No need to be afraid, but there’s no point in asking. Nobody official can tell you that you don’t have to file US taxes; but you don’t.
I thought relinquishing was easier….a more straightforward process. Plus I would be able to back date it, correctly? I just don’t know which ACT is my act of relinquiment. Was it when I turned 18 (in 1989) or when I began work as a civil servant (2001)?
Mind you, I also wonder at my US citizenship in the first place. Since my father was working for and being paid by the Canadian Military at the time (just at a US location) rather than working for the American Military (or other American business) I’m just not sure how the US can have any claim on me at all.

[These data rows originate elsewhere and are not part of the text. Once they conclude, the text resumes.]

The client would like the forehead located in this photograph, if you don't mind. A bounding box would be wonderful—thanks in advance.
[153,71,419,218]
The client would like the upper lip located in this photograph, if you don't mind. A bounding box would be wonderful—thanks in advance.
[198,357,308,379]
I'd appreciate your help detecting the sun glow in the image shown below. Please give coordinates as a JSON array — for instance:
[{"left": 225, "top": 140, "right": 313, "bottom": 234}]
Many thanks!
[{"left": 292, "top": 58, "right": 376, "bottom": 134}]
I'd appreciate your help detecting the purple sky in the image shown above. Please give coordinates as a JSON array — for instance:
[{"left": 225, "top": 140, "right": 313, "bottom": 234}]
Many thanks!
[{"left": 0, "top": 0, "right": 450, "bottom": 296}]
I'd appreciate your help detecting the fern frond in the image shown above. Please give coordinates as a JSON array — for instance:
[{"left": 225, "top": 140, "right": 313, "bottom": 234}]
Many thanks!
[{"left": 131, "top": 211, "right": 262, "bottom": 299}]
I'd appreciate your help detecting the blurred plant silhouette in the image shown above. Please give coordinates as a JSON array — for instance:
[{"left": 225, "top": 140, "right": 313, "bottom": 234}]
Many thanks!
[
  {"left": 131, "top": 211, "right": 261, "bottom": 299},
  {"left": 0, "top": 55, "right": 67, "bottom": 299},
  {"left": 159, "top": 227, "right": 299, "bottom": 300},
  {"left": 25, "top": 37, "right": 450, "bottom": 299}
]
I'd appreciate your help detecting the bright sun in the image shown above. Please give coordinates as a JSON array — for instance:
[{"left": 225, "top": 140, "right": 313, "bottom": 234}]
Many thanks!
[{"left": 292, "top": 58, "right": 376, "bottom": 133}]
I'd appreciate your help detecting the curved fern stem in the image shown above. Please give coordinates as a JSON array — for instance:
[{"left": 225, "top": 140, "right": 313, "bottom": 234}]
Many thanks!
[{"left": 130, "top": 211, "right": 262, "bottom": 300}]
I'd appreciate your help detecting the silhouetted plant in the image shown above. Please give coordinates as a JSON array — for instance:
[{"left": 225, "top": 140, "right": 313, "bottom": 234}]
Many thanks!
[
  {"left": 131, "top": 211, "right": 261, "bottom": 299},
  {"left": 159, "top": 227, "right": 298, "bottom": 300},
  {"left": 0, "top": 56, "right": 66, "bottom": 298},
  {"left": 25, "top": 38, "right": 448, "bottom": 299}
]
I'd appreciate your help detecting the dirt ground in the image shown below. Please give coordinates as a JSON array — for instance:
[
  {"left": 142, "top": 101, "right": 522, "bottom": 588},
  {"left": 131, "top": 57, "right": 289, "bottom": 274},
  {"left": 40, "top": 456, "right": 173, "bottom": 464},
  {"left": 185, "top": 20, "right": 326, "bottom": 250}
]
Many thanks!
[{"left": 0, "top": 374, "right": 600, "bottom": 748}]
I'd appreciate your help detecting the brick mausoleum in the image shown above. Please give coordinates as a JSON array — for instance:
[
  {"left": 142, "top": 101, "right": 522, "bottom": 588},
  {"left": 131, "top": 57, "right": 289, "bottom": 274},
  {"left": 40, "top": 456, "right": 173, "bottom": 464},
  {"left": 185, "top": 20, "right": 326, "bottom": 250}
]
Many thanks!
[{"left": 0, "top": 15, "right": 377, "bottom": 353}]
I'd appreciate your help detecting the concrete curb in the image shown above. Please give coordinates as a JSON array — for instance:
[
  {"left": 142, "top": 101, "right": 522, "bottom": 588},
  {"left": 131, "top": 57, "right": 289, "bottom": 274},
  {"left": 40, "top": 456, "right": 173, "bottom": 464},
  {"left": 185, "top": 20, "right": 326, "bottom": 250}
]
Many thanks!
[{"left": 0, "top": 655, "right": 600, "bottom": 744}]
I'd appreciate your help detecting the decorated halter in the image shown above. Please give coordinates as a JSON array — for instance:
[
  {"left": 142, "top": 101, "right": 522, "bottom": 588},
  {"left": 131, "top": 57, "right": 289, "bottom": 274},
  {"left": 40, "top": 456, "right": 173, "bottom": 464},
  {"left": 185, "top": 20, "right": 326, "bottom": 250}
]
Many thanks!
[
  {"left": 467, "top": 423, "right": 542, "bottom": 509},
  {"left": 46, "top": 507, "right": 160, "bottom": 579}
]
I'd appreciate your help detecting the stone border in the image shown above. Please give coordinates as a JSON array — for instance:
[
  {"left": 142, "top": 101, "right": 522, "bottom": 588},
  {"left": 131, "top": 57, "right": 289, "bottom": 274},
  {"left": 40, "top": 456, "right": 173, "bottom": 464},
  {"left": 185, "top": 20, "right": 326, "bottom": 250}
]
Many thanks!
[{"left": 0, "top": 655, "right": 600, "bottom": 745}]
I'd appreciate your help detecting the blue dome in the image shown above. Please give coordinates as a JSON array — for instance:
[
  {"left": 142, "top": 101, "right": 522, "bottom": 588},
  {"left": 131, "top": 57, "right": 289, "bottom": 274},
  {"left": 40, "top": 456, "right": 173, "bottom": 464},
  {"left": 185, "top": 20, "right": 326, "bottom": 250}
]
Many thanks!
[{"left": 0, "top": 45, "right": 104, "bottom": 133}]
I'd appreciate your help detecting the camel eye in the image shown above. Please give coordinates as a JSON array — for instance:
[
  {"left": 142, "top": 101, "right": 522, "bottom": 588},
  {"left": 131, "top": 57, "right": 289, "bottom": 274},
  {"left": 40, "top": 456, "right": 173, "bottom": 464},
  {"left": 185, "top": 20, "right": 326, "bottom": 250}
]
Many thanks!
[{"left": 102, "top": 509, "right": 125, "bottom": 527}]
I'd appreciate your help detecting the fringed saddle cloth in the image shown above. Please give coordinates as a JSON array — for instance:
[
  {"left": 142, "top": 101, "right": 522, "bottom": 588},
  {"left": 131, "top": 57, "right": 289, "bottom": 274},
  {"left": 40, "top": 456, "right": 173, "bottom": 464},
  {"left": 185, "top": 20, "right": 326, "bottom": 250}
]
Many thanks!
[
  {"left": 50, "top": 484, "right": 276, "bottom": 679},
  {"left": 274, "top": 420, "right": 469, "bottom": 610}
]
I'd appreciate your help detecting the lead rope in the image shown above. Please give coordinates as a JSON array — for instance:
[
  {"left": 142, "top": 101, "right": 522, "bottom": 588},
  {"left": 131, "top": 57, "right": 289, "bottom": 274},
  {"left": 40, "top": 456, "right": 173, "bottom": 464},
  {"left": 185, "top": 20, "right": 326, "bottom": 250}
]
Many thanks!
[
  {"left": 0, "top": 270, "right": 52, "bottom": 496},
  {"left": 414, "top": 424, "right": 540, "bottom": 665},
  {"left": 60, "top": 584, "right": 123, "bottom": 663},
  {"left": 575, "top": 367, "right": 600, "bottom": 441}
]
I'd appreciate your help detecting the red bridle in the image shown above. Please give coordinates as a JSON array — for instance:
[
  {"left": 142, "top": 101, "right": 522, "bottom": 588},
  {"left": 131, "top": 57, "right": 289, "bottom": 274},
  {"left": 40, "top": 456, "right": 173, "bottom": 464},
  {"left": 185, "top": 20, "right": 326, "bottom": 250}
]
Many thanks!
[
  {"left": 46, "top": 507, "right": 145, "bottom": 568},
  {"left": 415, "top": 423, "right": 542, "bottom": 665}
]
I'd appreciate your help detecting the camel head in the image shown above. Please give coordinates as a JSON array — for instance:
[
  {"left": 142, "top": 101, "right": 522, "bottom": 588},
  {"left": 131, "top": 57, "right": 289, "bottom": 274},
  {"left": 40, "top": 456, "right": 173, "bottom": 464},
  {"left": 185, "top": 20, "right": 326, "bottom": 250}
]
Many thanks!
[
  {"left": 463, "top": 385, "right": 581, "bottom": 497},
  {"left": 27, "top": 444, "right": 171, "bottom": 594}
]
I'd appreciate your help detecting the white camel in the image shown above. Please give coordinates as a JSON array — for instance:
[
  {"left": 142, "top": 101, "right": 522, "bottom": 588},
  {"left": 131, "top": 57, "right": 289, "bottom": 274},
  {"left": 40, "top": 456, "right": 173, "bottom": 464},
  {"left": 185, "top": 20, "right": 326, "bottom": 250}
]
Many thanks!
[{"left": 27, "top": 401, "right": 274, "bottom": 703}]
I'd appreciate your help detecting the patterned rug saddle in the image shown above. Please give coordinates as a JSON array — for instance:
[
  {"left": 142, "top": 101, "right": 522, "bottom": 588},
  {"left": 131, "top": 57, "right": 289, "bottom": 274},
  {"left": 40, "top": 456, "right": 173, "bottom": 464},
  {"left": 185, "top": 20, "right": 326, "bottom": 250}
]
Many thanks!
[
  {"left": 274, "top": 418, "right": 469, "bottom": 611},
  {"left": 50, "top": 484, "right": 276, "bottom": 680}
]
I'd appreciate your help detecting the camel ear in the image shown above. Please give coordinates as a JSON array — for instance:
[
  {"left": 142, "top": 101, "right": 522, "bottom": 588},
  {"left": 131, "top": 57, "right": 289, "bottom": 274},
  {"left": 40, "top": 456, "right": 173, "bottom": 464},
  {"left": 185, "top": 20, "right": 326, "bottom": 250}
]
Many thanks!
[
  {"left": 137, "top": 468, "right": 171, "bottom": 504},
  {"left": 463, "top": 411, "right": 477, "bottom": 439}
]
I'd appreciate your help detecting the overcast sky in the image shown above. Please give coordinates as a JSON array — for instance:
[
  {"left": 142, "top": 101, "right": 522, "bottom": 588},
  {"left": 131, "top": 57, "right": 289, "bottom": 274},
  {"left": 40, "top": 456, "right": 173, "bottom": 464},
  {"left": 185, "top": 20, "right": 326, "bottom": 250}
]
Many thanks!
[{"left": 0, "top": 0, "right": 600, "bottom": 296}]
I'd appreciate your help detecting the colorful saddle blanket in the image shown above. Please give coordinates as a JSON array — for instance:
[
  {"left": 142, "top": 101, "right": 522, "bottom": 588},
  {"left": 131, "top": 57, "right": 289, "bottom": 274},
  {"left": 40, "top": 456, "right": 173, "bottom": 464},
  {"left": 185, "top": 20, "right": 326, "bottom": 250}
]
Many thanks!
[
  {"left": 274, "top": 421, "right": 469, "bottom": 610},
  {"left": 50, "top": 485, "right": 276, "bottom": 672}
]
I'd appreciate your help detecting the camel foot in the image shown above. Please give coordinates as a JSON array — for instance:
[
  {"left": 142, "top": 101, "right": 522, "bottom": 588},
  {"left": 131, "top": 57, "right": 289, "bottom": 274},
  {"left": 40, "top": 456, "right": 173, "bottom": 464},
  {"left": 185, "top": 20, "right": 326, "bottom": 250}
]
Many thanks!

It’s all so overwhelming. I don’t know who/where to go.
“I’m just not sure how the US can have any claim on me at all.”
Jus soli – if you’re born in the US, you’re a citizen, unless your parent was a diplomat.
But they don’t try to enforce it – it’s just that your birthplace means you’re classed as a citizen unless you have renounced and acquired a CLN. The CLN lets them make sure you can’t renounce but still claim you’re a citizen.
Welcome to IBS. You will get advice, some of it conflicting. Many of us have been down this road.
The US state department will almost certainly tell you you are still a citizen.
Working for a foreign government at a policy level is considered a relinquishing act especially if you take an oath of allegiance. everything depends on intent. i.e. when you began working for the feds did you intend to give up your US ness. Difficult to prove one way ot the other. Intent is supposed to be proven by subsequent actions. Since you did nothing to avail yourself of any US benefits, your would think your intent was obvious. BUT some vice consuls have been real assholes and argued you can’t give up something you didn’t think you had.
Second path to follow. Renouce but do not file anything. This is not the advice you will get from a lawyer or accountant. Many have done exactly this. You are not in their system and they have no way of getting to you unless you volunteer.
Path number three. Do nothing. If asked by a financial institution, you are Canadian only.
The only downside is possible harassment at the border. Has this happened to you so far? Harassment by border guys seems to be a completely random event.
Above all, take time, don’t panic and try not to worry.